The results for these tests on all of the data sets used in this study are summarized in Table 1 . As can be seen in the table, effects are experiment specific; and because of this, rather than conclude from this study that a specific change in experimental analysis is called for, the exploratory nature of these methods can help an investigator decide if such modifications are in fact called for. In some cases, the effects were negligible, such as the iCyte experiment, for which the samples were largely normal among all of the treatment conditions and there were no changes in EC50, Z’, and V factor. In contrast, changes in Z’ and V factor can be large, more than 0.3 change (the maximum value for these tests is 1.0), and the effect on EC50 ranges can exceed fivefold. The final determination (particularly for the EC50 determination) should be made by taking the data that have been exported to a .csv file, recalculating with the standard laboratory software, and substituting the KS test values or other available measurements as desired, for reasons discussed below.

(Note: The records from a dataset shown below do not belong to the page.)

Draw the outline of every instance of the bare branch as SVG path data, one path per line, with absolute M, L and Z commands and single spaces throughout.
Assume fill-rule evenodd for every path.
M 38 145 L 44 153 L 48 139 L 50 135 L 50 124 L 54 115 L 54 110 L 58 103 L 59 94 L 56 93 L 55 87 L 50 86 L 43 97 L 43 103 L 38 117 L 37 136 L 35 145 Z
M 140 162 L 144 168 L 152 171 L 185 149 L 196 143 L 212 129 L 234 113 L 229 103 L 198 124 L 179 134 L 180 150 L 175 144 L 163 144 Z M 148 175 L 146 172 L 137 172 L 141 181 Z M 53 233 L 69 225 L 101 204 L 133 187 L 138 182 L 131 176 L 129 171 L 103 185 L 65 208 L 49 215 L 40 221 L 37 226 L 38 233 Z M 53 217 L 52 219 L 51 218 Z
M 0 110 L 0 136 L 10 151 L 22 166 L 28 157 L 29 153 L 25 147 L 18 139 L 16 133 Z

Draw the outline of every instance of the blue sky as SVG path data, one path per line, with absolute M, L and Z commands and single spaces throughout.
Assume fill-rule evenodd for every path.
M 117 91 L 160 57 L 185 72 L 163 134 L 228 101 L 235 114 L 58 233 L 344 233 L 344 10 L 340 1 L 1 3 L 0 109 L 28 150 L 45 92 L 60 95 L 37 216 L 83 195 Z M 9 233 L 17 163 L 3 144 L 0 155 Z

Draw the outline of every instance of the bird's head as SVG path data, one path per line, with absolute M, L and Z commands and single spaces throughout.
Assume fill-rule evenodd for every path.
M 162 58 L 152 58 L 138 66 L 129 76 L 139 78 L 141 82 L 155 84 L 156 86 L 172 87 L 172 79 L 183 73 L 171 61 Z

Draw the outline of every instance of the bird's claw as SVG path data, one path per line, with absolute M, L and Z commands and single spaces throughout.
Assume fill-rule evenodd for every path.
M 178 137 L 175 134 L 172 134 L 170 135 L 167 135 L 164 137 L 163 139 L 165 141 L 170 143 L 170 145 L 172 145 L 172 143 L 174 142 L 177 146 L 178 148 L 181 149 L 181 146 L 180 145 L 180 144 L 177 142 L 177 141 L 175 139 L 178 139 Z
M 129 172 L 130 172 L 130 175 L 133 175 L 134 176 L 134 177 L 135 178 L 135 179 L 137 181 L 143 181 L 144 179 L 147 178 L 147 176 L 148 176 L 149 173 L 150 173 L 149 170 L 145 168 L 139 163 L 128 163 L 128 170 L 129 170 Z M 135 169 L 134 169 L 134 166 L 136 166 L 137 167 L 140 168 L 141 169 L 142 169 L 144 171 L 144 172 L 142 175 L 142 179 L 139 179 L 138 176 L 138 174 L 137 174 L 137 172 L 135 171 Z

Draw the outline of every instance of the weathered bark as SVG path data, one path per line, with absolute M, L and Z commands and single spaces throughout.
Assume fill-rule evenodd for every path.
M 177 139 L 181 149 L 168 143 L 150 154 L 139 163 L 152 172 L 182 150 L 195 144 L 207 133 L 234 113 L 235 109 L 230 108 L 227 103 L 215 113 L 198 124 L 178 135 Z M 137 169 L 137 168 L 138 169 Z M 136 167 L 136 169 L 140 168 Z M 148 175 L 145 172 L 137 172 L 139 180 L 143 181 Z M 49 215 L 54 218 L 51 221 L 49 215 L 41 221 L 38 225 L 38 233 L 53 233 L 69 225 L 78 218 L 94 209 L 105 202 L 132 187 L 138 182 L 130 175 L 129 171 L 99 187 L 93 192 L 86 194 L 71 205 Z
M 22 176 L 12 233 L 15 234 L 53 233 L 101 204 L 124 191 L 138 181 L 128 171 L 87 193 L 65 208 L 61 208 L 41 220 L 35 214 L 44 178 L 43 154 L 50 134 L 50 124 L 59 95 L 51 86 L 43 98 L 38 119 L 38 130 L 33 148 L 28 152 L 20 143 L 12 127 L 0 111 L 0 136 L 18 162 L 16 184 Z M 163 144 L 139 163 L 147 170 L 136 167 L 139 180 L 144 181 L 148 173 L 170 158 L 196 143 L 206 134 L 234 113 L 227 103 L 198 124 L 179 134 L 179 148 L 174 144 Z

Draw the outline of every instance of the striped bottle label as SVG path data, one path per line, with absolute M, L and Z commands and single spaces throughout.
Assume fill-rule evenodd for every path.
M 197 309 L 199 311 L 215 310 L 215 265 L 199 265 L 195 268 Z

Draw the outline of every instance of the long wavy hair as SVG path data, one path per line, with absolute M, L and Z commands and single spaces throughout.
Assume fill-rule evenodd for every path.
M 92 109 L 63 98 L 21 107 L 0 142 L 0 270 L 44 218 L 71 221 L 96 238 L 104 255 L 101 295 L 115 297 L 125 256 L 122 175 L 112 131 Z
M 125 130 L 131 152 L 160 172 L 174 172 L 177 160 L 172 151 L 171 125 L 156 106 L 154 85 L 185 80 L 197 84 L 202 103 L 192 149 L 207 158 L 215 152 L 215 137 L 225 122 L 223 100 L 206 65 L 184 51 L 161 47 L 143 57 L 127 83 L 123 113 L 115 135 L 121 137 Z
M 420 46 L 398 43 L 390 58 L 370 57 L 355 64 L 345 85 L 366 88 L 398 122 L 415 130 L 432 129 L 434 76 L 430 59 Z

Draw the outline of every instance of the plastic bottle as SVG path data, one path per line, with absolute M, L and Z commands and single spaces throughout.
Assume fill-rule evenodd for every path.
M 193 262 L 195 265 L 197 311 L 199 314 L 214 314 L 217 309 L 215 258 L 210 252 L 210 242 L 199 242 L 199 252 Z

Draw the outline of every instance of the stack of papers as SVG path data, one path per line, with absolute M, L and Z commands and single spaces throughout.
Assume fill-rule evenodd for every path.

Screening Statistics for Parametric and Nonparametric Analyses.
KS, Kolmogrov–Smirnov.
Math_Ratio1.
Math_Ratio2.
One aspect of the dashboard that is important to remember is that it is an aggregate of separate programs. The normality tests, skewness, and kurtosis are described above; the latter two are calculated after pooling the cell-level measurements for replicate wells at each dose. The well-level mean values, t test, and KS test values are for each well and dose; standard deviations are calculated at the well level for each method. From these measurements, the dose–response curves are plotted, including the error measurements. The positive- and negative-control samples are evaluated individually through a comparison with the pooled negative-control samples; these individual values can also be added to the plot or the table in the dashboard. The EC50 calculations are derived from a separate routine and therefore have a potential to be discordant with a visual estimation of the EC50 from the plots. EC50 calculations are notoriously difficult to determine from raw data, in which noise and a failure to completely plateau at the maximal dose have strong effects on the EC50 measurement. 30 In standard studies of compound effects, a failure to reach a definitive plateau in an experiment may trigger a revised experimental design in which the compound treatment doses would increase until such a plateau was reached. In this case, the EC50 calculation is based on the presumption that the maximal dose has been reached, and therefore it could be considered a “forced” EC50 calculation. The decision to handle the data this way is based on the idea that these procedures are exploratory in nature, designed to provide an indication of whether additional studies are warranted.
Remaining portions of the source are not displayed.